RR: It amazes me that employers keep chasing their tails. Plans such as these are not what the government expects when allowing employers tax breaks for health care saving.

 

BMS: These measures have several problems. Number one: You can’t operate in a vacuum. Number two: There is no one size fits all answer. Such measures can affect morale and publicity. But the door has opened to pull in programs for incentives/disincentives and to help employees understand how bad behavior of others affects everyone’s costs.


Moderator: Some employers complain that the reason costs keep going up is lack of comparative pricing information for doctors and services. Unlike hotel customers who can see a room rate chart, health consumers can’t always know what their costs will be. Is better price transparency, like California’s new law requiring that hospitals disclose prices for goods and services, a potential solution to the cost conundrum?


RJB: Yes.

 

AL: It doesn’t matter. It is a different issue, psychologically, when someone is sick.

 

RR: Yes.

 

BMS: Yes. I think people are going to look for more transparency, although, of course, during emergencies all bets are off. But this is not unique to healthcare.

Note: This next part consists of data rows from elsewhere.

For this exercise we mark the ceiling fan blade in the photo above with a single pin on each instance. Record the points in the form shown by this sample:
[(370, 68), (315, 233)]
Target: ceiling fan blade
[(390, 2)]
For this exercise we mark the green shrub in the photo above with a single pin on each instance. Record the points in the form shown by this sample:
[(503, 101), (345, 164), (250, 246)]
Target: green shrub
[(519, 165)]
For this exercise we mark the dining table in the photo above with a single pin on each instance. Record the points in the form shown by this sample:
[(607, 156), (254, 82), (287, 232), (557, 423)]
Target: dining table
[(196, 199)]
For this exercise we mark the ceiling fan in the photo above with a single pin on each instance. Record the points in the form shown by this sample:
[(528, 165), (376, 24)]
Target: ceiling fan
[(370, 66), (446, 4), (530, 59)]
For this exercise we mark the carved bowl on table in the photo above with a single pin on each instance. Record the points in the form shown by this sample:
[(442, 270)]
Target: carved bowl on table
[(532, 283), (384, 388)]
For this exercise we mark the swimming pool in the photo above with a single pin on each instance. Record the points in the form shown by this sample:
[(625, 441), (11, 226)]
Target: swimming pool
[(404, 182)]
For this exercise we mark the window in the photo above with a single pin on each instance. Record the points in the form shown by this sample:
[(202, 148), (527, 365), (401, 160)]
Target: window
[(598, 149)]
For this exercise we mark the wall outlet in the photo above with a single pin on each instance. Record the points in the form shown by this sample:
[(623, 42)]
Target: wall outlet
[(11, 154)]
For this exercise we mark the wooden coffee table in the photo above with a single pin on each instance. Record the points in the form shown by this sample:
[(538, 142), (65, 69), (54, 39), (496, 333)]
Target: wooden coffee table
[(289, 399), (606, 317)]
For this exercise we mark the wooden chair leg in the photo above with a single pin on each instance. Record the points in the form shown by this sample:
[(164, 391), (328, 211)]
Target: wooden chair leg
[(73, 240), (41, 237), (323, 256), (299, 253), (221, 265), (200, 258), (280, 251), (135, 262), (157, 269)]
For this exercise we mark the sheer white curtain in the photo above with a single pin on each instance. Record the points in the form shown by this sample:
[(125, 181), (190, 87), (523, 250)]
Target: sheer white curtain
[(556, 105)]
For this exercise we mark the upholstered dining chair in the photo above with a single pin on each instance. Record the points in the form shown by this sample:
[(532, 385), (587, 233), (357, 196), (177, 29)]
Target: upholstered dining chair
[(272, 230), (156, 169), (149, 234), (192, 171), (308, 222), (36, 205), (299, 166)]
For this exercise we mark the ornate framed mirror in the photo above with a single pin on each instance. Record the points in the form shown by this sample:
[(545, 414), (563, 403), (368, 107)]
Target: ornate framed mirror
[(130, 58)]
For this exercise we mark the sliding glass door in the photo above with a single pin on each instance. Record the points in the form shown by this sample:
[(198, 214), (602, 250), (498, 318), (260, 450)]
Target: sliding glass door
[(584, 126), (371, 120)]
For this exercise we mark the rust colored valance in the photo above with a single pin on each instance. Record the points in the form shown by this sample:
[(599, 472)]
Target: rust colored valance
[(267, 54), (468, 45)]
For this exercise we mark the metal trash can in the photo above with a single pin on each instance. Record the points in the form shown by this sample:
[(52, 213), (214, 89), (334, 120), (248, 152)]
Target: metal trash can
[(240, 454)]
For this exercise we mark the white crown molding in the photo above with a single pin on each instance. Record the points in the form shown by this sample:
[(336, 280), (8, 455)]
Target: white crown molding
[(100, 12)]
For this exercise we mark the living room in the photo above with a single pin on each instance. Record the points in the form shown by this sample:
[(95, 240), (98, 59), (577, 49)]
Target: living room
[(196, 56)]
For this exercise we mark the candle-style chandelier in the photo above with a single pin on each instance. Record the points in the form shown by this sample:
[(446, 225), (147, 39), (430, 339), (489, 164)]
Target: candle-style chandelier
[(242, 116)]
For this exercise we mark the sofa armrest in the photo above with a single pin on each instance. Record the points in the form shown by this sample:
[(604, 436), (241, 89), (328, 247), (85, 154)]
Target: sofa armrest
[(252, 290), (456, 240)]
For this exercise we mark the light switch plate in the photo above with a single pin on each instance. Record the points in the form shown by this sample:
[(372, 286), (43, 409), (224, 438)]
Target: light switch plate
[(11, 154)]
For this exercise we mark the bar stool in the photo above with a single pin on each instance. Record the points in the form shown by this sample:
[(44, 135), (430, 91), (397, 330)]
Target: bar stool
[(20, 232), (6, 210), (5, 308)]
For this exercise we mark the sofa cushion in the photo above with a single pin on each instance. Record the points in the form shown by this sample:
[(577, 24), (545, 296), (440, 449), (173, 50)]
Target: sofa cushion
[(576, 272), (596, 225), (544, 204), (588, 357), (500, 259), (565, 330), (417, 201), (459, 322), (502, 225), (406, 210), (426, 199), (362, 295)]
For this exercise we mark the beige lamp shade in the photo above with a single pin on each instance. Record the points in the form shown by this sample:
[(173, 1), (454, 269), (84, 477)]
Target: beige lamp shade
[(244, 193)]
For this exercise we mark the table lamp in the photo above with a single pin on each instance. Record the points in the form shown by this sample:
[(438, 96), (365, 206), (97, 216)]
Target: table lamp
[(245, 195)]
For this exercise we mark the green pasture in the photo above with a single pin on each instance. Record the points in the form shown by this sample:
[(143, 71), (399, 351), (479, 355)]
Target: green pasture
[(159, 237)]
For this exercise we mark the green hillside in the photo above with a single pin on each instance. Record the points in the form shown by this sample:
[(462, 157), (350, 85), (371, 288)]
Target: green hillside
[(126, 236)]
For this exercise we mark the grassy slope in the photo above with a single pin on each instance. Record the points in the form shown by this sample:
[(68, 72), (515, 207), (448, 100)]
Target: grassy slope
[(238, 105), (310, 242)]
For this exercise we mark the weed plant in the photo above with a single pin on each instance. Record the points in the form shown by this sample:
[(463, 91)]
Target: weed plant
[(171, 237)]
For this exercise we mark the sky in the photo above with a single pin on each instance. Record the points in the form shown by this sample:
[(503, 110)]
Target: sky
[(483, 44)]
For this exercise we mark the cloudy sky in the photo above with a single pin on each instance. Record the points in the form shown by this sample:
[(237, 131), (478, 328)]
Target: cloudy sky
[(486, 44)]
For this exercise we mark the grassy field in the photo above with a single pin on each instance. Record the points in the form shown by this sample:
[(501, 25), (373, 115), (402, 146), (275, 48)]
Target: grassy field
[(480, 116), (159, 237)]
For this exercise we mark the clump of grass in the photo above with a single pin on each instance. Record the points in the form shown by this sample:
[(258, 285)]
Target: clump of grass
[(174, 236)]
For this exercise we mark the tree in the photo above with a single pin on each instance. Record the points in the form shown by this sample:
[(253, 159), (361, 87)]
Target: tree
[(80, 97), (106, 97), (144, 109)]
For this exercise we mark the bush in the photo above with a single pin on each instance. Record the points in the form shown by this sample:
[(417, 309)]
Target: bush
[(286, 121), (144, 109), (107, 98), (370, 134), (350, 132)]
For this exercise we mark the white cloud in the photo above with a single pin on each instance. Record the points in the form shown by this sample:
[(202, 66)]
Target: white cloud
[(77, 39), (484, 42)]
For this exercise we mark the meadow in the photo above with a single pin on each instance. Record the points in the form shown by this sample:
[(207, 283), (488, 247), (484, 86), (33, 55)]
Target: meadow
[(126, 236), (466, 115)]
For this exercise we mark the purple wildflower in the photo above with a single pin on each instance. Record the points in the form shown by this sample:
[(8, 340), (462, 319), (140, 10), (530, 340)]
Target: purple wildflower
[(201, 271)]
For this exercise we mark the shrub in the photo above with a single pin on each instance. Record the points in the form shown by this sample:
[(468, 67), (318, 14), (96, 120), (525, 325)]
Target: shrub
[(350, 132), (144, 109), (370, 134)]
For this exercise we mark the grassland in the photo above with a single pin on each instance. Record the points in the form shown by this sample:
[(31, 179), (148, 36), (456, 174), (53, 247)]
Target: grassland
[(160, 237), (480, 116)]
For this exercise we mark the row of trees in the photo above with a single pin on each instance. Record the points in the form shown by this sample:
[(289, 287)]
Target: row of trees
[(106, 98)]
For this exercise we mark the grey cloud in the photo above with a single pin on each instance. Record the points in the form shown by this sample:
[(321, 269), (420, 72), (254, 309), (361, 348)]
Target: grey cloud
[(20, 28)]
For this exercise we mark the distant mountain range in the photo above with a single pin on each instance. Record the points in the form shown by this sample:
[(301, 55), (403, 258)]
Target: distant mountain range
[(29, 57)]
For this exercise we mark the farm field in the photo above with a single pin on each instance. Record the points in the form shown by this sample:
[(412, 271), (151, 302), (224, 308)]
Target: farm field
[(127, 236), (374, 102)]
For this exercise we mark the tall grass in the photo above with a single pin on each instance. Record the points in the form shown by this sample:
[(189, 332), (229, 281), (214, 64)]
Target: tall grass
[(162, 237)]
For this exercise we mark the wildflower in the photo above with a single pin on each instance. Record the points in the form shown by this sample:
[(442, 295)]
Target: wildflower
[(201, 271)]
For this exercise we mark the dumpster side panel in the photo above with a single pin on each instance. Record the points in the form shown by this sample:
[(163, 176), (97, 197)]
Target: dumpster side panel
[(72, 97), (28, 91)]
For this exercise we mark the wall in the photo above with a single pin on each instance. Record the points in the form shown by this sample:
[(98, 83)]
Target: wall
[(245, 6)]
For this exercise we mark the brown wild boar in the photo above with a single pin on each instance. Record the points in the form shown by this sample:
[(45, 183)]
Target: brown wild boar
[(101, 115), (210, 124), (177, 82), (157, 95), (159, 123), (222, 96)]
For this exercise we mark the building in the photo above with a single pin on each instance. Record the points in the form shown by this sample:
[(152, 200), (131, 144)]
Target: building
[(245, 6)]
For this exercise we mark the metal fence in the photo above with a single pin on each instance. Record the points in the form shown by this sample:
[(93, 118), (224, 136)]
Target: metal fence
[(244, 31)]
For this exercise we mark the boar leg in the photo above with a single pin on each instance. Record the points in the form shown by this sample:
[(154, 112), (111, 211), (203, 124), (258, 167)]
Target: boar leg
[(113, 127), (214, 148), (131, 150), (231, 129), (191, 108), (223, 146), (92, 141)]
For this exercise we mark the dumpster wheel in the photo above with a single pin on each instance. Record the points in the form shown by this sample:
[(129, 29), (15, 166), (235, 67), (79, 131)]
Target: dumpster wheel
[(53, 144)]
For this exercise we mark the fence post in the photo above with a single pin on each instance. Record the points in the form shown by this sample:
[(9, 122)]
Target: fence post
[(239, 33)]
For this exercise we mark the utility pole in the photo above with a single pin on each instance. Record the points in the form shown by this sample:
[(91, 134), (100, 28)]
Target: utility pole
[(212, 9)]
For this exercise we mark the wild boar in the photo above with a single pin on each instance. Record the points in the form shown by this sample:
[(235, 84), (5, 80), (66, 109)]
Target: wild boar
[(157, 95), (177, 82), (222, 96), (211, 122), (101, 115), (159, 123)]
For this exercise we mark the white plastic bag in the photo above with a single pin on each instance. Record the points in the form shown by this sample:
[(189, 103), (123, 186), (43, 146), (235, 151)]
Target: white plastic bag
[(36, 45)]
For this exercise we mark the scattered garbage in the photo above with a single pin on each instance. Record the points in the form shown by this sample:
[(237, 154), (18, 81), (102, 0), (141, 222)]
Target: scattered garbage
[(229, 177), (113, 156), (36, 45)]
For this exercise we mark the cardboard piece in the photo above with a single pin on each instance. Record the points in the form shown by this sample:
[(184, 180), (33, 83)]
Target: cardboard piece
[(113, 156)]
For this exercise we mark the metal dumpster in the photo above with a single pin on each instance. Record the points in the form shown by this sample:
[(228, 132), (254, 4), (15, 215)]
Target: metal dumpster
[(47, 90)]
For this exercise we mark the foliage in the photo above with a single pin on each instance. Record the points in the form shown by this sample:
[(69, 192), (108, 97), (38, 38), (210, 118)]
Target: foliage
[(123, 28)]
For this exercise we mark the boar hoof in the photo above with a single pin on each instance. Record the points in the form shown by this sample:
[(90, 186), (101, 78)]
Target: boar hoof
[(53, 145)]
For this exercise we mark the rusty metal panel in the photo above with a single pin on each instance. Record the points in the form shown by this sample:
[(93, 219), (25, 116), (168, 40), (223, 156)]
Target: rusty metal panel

Moderator: If you had to list one big idea that employers could take back with them after this session to manage their healthcare costs, what would it be?


BMS: There is no linear thinking or straight forward solution. Changing the culture of the organization, communicating to executives on how healthcare affects business costs–there is not one straight line to the end. There are continuums of change that will take time to execute.

 

RR: Encourage your employees to understand that they are part of the problem and part of the solution; otherwise they will not embrace any changes you implement. You need to engage employees in solving the problem.

 

AL: Instead of trying to tell employees what we want them to do, we need to ask them what they need to be a better health care consumer.

 

RJB: In the next 24 months, implement a high-deductible health plan for your entire population, deploy consumerism in a holistic and integrated fashion, and attack healthcare in the same way employers attacked workers compensation and safety issues in the 1990s.